My OMMA Panel Today

Today, I moderated a session on behavioral targeting and the strategic and tactical implications for creative. It was an interesting topic that I hadn't seen covered before at other industry conferences, and the panel seemed to come to some interesting conclusions. What it comes down to is this: Advertisers who use behavioral targeting could probably benefit from making sure their creatives know that they're using BT. We explored a few angles, including the notion that the ads won't always appear in context (and often don't at all). We also talked about retargeting and bucketing audiences according to whether they've purchased or abandoned - basic database marketing stuff. A lot of that never gets considered during the creative strategy. At one point, the panel essentially agreed that looking at creative performance vs. individual behavioral buckets would probably lift brand and DR metrics significantly, but that many advertisers hadn't gotten to the point where it was a priority to look at the data that way.

Chris Marrow was there from Tacoda and he enlightened us with respect to a recent Tacoda study that compared and contrasted behavioral targeting and contextual targeting. We also had Scott Howe from DrivePM, who talked a bit about retargeting, among other subjects. Rounding out the panel were two representatives from agencies, John Gray from Enlighten and Michael Hayes from Initiative.

At one point, Hayes claimed that nearly all of his clients were using behavioral targeting to some extent. How far it's come in just a few years...

General OMMA Observations

Some topline observations after observing the conference's general mood and a good deal of the Day One content: 1) There are still plenty of people left over from Dot Com Boom Part One who would like nothing more than to hitch a startup to the latest Internet fad and sell for millions. Not that there's anything wrong with that. Unless you don't have the knowledge or substance to back up what you're saying and promising. If I hear about one more business that has something to do with blogging or "Consumer-Generated Content" without having any idea what the blogging movement is all about, I'm going to have a conniption.

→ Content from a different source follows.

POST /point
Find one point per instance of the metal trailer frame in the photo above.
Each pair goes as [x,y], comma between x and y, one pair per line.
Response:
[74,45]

2) Let's see. How can I say this without it seeming self-serving? Well maybe I'll just say it... I am once again amazed by the number of people at big ad agencies who get credit for ideas originally put forth by individuals or small ad agencies. I can't tell you how many times I saw a quote in a Powerpoint presentation from some high-profile agency exec and thought to myself, "Gee, I think I heard Dave Smith talking about that a year ago," or "I wrote a column about this six months ago." And there's the idea, attributed to someone at Carat or OMD or Publicis or whatever.

3) I can't believe how much the blogging movement, podcasting, and general interactivity is being dissed here. It would be really easy to walk out of here believing that people are still just consumers to marketers - numbers in buckets on a spreadsheet. And that's because people here are citing flawed stats to try to convince us that blogging isn't as big as people say it is, or that few people will ever listen to a podcast, or that it's only a tiny vocal minority that ever expresses their opinions online. They'd also like us to believe that it's okay to fake involvement and engagement with people, that emerging media are simply broadcast playgrounds within which advertisers can broadcast messages until they find a model that "works." This kind of thinking is going to kill us.

4) All that said, there's a lot of enthusiasm in the room.

5) I've been pronouncing the name of that new Publicis agency all wrong. It's "De-NOO," not "DEN-you-oh," like I had been saying it. Whatever.

Sorta, Kinda Liveblogging

There's wifi at the conference, so I might be posting here and there, depending on how long my battery lasts. Geoff Ramsey is giving the opening remarks, discussing where the growth is coming in the ad industry. He just made a joke about where TV's growth is and referenced Clara Peller. No one laughed - I'm convinced it's because no one remembers the old "Where's the Beef?" commercials.

Interesting stat from the ANA - 78% of leading advertisers think they're getting diminishing returns from traditional media.

Today's Panel at OMMA

I'm moderating today's OMMA West panel at 11:30 on the Advertising track - "Creative in Context: The Role of Behavioral Targeting in Creative." My panel includes Chris Marrow from Tacoda, John Gray from Enlighten, Scott Howe from DrivePM and Michael Hayes from Initiative. This ought to be an interesting one. A lot of the excitement over behavioral targeting is wrapped up in the media - how do we define buckets? What are the best methodologies? What kind of response lift can we expect? But few conferences have delved into the implications for the ad creative.

I'll check in later and let you know how it goes.